# Any Southerns going to Zlin???



## gra13 (May 26, 2010)

Hi girls, 

I know theres a thread for the Czech Rep here..& I have been reading through it, 
but Im especially interested in finding out how many going to Zlin clinic are coming from Ireland, & not England 
or any other countries. Were planning to send back first visit forms this week..so hoping for an et date before 
end of august..( just from emails to their co-ordinator Diana it seems they dont have a long wait period.)

I would love to hear from others in Ireland, either planning to go, or others who have been, 
and might share some stories....for a newbie....whos still weaning myself in on the whole idea of donor conception...

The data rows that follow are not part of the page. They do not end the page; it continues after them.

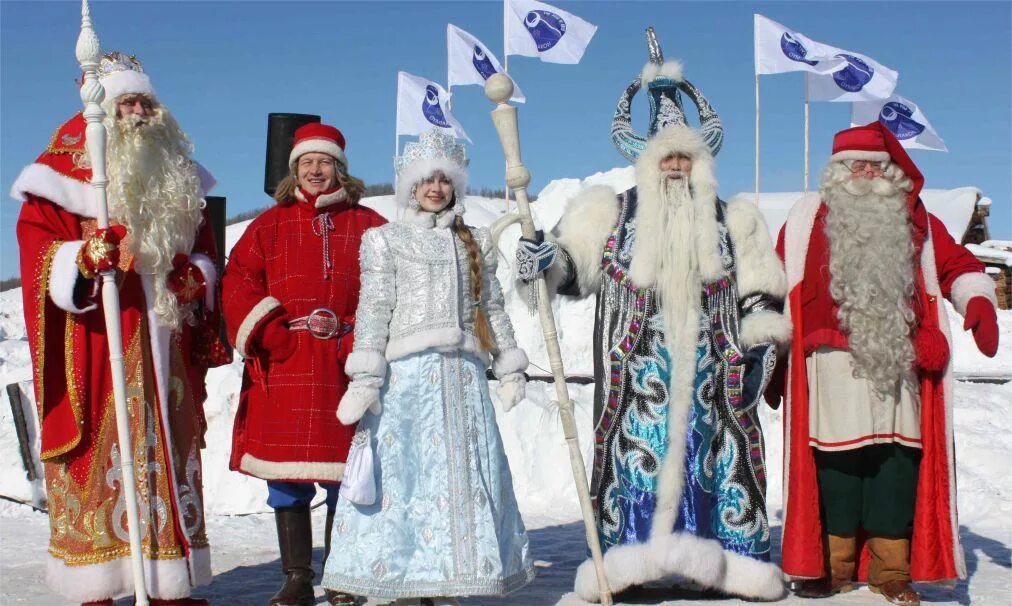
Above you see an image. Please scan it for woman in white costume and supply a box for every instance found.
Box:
[323,132,534,604]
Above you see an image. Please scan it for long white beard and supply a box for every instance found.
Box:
[105,107,204,329]
[820,172,915,395]
[657,174,701,344]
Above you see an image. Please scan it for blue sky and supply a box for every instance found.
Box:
[0,1,1012,277]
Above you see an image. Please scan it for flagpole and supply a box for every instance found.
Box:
[755,72,759,207]
[76,0,148,606]
[805,83,809,193]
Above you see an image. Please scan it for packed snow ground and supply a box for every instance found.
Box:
[0,169,1012,606]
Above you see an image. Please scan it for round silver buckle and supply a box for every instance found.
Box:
[306,308,341,339]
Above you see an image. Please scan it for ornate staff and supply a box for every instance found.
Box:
[76,0,148,606]
[485,73,611,606]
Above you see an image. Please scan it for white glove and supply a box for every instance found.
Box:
[496,372,527,413]
[337,378,383,425]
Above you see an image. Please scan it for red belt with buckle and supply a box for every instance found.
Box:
[288,308,354,339]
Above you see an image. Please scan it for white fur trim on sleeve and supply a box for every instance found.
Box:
[555,185,618,295]
[492,347,530,378]
[344,349,387,377]
[727,200,787,298]
[949,271,998,316]
[236,296,281,358]
[738,312,791,351]
[10,164,98,219]
[49,240,98,314]
[190,253,218,312]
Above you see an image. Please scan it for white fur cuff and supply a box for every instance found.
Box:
[344,349,387,377]
[738,312,791,351]
[190,253,218,312]
[337,382,382,425]
[492,347,530,378]
[949,271,998,316]
[48,240,101,314]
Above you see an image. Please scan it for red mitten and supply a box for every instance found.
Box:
[166,253,207,305]
[962,296,998,358]
[77,226,127,279]
[260,314,298,362]
[914,326,949,372]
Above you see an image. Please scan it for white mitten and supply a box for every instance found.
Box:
[337,379,383,425]
[496,372,527,413]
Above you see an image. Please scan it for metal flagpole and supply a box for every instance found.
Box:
[76,0,148,606]
[485,74,612,606]
[755,74,759,207]
[805,87,809,193]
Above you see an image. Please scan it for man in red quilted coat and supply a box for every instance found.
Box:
[777,122,998,606]
[222,123,386,606]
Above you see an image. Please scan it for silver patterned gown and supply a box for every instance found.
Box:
[323,213,534,598]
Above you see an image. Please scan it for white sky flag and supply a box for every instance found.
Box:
[446,23,527,103]
[753,14,846,74]
[504,0,597,64]
[805,51,900,101]
[397,72,471,143]
[850,95,948,152]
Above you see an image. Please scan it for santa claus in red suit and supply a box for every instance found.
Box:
[222,123,387,606]
[12,53,228,605]
[777,122,998,605]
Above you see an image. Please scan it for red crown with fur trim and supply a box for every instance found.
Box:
[288,122,348,166]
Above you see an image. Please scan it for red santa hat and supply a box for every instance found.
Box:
[288,122,348,166]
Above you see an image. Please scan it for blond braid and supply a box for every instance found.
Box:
[453,214,496,351]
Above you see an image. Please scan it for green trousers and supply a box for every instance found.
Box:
[815,444,921,538]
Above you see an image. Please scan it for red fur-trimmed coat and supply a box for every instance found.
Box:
[777,194,995,582]
[222,196,387,482]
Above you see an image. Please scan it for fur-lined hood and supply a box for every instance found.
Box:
[629,124,724,286]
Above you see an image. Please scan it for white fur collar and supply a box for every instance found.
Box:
[296,187,348,208]
[629,125,726,287]
[400,207,456,229]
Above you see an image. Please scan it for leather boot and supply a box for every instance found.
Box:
[868,536,921,606]
[267,505,316,606]
[323,508,358,606]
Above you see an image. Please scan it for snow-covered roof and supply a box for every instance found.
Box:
[731,187,991,242]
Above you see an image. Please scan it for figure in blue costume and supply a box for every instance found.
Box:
[518,29,790,600]
[323,131,534,604]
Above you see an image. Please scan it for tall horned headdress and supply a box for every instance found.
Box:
[611,27,724,162]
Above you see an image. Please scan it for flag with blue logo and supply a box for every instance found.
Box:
[446,23,527,103]
[753,14,845,74]
[850,95,948,152]
[397,72,471,143]
[805,51,900,101]
[504,0,597,64]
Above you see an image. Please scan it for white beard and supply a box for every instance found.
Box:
[105,107,204,329]
[820,168,915,395]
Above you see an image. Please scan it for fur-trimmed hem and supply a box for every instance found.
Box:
[395,158,468,206]
[947,273,998,316]
[344,349,387,378]
[727,200,787,299]
[239,452,344,482]
[574,532,784,602]
[47,240,99,314]
[492,347,530,378]
[738,312,792,351]
[190,253,218,312]
[236,296,281,358]
[549,185,618,296]
[46,547,212,602]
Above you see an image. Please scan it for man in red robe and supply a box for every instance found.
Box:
[12,53,228,605]
[777,122,998,606]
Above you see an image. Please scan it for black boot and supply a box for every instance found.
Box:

One main concern for me is how many of us from ireland are now travelling abroad for these treatments to the 
same clinics, & in years to come, will we have half siblings growing up in close proximity....this is my main concern...
how do ye all feel about this aspect of the donor route?  How do ye feel is the best way to cope with this problem?

My intention would always be to tell my future off-spring of our journey..so they are fully informed.
but the worry is that other parents mightn't agree with telling their off-spring , so possible other half-siblings 
might not know..I know obviously the chance of this occurring is very small...but I cant rule out this in my head...
I feel If I can get over this a little I might better able to cope with dealing with the whole donor egg route better.

I hope you understand my worry...On leaving my own clinic last week my doctor said to me, that four other girls
from my town were going for egg donor ivf in the Czech Rep from her clinic, just this month alone...it does make you think...
maybe a solution would be single one-off donors...Im really not sure, but its a worry I have at the mo.

Any comments welcome...


----------



## gra13 (May 26, 2010)

Hi girls, 

just wanted to bump this, hoping someone might answer..there was 30 views, 

Tanks..hopin for any other opinions...plse


----------



## g&amp;t (May 22, 2004)

Hi Gra,I'm trying Brno,i was trying gennet in Prague but there prices went up very quickly and when i looked the flights from Dublin to Bratislava are nearly half the price of flights to Prague.I'm having diffs downloading the forms.my DH can download them at work but you know its hard enough without everyone knowing your ins and outs.Ill find a way.I hope things are going well for you and your on your way soon.The whole donor thing is something I'm not sure i would tell,iv donated eggs before with 3 bubs at the end,if they contacted me id be fine,if they dont ill be fine because i made a choice i was happy and proud off.Anychild i may have from this process has nothing to connect with.I have an aunt in her 40's,she was adopted and has the information to contact her parents and has never wanted to,she said she isn't upset with them but its not part of her life.They have choice,I have a son 18yrs old who we sat down when he was 2ish and told him he had another daddy,we mention it every now and again IE you have Ian's ears or when people comment on his height he'll say that comes from Ian.He has never asked to see him or anything about him.He's a happy well rounded young man,we have given him the choice.he has yet to ask. It took so much of the burden of others telling him or a situation were he needed something from my husband,blood etc I'm with you because i feel the truth is always the way to go.but i worry they will feel ,I dont even know what I'm frightened they may feel,I'm open to hearing your thoughts on the situation we'll hopefully both be in soon x o


----------



## gra13 (May 26, 2010)

Hi G&T...

tanks for your reply...your the only brave one who did reply!!
Its so nice to hear from someone else in the same situation..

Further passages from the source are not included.